Они почти равнозначны. Я уже говорил, что для меня испытывать чувство близости с поэтом почти бессмысленно. У меня нет подобного рода ощущений для другого поэта. Но если я буду искать родство с Бродским, я найду его через разделяющий нас занавес языка. Иногда занавес — это английский язык. Я нахожу, что это совершенно просто, как мне кажется, понять, что значит быть Бродским; что значит для него работа; что значит для него жизнь. И это отчасти потому, что он сам очень красноречиво говорит об этом. Сверх того я продолжаю относиться к нему как к любому другому, видя, где мы с ним расходимся. Бродский на десять лет моложе меня, и он всего лишь присутствовал где-то на периферии моего сознания когда мне было сорок-пятьдесят, так что он никоим образом не стал для меня чем-то формообразующим. Поэтому, думаю, я могу видеть его и ощущать его энергию, его дар наиболее ясно именно в точках наших расхождений. И я чувствую это очень хорошо. Есть место в одном из автобиографических эссе, где он говорит о молодых писателях в Ленинграде, когда он был совсем еще юным. Для них книги были свободой, книги были оппозицией авторитаризму. И "мировая культура", то, что они могли выбрать из классической литературы (которую он сейчас так много использует) вместе с тем, чем они питались в системе образования — это то, через что они прошли. Я могу видеть, как они приходили потом к книгам, которые являются ядром западных учебных программ, и оценивали их как символы свободы.

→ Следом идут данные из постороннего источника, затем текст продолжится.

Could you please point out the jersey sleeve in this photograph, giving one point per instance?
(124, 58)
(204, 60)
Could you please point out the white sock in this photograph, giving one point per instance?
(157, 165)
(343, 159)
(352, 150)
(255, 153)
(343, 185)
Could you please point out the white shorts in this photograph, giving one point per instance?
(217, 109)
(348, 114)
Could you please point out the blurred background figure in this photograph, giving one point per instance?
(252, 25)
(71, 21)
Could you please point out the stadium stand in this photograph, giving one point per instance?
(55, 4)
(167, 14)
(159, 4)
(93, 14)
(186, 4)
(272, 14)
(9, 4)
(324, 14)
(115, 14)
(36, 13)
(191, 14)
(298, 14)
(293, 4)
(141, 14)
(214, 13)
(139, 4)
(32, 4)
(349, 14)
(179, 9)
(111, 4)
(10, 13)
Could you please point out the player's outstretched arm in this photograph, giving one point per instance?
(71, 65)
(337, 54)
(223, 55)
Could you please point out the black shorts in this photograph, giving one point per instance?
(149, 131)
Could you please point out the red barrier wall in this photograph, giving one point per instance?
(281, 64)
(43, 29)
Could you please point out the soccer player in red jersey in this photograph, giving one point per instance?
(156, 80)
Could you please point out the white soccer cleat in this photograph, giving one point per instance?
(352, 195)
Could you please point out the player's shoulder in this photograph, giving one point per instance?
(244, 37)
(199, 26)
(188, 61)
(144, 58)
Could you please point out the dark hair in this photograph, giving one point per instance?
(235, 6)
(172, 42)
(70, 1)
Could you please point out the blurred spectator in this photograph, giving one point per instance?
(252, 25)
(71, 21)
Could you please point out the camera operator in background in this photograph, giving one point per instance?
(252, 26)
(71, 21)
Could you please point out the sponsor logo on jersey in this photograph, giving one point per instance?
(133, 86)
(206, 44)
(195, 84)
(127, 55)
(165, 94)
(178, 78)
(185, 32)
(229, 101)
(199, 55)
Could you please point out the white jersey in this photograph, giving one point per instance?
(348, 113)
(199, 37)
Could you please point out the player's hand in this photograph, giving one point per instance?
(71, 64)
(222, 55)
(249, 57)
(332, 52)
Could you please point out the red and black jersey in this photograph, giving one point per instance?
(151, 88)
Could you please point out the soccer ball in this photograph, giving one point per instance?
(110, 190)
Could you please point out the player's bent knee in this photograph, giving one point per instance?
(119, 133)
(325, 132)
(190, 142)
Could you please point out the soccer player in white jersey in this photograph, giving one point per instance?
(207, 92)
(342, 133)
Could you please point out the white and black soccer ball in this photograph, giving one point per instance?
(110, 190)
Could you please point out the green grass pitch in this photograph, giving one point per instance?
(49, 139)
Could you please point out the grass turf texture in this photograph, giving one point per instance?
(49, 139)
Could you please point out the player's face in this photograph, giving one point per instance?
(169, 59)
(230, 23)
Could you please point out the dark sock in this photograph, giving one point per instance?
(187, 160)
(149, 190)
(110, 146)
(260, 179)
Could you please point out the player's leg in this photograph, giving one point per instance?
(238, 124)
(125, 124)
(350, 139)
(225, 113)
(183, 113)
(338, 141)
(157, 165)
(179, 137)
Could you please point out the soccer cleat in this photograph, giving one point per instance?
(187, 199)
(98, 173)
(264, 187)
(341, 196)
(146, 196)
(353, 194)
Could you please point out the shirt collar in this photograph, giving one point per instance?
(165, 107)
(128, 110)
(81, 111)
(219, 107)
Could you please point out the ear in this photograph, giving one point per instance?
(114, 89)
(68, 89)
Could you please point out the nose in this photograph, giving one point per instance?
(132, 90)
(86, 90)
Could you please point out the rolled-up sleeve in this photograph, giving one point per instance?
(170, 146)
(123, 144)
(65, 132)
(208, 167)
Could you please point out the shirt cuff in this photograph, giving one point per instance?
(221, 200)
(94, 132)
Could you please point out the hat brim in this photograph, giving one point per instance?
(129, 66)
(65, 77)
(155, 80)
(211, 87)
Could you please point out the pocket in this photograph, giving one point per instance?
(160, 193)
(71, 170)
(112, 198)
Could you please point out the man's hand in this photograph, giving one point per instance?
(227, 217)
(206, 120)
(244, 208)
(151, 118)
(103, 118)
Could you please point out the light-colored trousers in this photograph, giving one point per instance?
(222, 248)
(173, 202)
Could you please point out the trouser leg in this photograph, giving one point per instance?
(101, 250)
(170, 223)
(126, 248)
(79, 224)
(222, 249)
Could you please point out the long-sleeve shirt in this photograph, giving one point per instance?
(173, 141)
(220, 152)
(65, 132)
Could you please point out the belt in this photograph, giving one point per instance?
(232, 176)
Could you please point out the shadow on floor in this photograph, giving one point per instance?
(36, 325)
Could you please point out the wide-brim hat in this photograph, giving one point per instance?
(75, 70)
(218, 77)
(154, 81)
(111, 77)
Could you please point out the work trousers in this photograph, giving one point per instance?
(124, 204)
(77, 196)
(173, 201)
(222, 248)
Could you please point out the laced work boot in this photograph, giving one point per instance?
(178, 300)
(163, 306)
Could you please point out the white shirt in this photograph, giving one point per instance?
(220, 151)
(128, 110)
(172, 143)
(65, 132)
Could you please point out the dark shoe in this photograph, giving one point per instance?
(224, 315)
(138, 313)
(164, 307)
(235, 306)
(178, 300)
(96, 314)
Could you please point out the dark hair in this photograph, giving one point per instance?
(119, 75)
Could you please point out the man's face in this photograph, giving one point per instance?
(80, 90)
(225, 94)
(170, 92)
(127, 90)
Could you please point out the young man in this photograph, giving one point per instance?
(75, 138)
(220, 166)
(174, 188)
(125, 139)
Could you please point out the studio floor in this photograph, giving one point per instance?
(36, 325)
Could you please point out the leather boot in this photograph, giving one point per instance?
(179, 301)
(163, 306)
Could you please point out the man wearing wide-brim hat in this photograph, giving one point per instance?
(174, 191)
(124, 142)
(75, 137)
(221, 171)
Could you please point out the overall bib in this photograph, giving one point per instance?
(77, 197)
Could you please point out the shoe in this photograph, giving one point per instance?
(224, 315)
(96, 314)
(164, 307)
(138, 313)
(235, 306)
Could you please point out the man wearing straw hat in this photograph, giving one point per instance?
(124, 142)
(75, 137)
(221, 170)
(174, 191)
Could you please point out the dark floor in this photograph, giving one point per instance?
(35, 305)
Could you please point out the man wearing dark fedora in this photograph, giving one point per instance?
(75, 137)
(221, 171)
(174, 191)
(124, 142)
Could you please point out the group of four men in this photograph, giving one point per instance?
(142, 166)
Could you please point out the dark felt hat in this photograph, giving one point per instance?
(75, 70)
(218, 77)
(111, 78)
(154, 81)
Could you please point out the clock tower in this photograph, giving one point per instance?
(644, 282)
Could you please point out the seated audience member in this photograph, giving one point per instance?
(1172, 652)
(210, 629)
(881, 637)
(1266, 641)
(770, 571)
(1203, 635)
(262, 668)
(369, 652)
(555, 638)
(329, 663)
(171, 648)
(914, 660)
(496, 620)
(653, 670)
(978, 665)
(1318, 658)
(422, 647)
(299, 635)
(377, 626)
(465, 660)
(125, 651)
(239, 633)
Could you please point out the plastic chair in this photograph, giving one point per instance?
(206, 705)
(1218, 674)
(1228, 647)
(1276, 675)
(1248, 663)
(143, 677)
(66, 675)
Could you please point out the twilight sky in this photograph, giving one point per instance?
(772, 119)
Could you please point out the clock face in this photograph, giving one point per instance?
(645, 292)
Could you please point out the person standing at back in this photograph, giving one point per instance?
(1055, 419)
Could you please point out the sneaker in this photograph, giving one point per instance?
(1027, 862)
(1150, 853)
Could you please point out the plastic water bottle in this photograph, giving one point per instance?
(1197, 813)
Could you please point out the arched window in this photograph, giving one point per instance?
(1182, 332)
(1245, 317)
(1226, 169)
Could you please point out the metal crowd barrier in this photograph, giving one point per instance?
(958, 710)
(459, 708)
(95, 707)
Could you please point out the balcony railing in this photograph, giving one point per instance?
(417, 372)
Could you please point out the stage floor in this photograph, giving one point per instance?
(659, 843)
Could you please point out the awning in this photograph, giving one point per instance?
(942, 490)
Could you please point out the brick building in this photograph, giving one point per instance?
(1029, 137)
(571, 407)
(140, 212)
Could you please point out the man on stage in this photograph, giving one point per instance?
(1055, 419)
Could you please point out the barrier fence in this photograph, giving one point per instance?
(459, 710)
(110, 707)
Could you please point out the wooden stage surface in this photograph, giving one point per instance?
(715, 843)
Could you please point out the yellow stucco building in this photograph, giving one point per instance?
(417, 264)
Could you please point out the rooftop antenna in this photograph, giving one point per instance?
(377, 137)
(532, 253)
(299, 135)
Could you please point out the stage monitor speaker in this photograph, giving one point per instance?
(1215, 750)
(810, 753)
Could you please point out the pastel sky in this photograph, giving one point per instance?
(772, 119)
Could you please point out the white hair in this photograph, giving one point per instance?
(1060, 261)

Для меня, однако, те же самые составлявшие ядро программ книги были достоянием касты, людей, являвшихся хозяевами, управлявших нашим обществом. Границы авторитарности в этих двух обществах так значительно разнятся, что сравнивать их трудно. Но для меня ощущение возможности использования разрешенной литературы, возможности быть книжным, думать при помощи определенных текстов, общаться с другими людьми посредством литературных аллюзий — все это удушающе и академично. Долгое время я испытывал побуждение работать совершенно антилитературным способом.
Подобным же образом Бродский, несомненно, испытывает, насколько я могу судить о поэзии по переводам, огромное пристрастие к дискурсивной поэзии, к совершенно открытой игре идей и образного языка. Это никогда не могло быть моим путем, поскольку я бы просто отнес себя к совершенно добродушному литературному истэблишменту, никогда не боровшемуся ни за какую свободу, заведомо ею обладая. Какую-то свою свободу я приобрел уходя из этого, утверждая, что я скорее пианист, нежели писатель, и занимаясь писанием таким образом, который не подвергает опасности быть захваченным культурой в качестве любимого сынка.
Моя первоначальная реакция на лондонские и флорентийские стихи была экстратекстуальной: никто не должен потворствовать претенциозности исторических столиц и городов-государств, награждая их поэтическими декорациями, пусть и блистательными. Если поэт, делающий это, является всего лишь культурным туристом, работа будет иметь затхлый запах. Но во всех этих стихах очевидно, что Бродский — подлинный чужестранец, имеющий право — в сущности у него нет иного выбора — перенести себя из города своего рождения в эти особенно "священные" места и оценить их как части более глубокого путешествия. Отсюда его неизменное присутствие. Ты сознаешь, что он смотрит из-под прищуренных век на разворачивающиеся перед ним виды; ты сознаешь также, что одновременно он рисует собственные картины этого, вычерчивая их на карте в сравнениях и метафорах, иногда вопиющих. Характерно, что он идет на монументальные самоуподобления мест, в особенности Вашингтона, но не испытывает благоговейного страха. Точно так же, отправляясь во Флоренцию, он вызывает дух Данте и обладает достаточной силой, чтобы справиться с этим. Немногие на такое способны.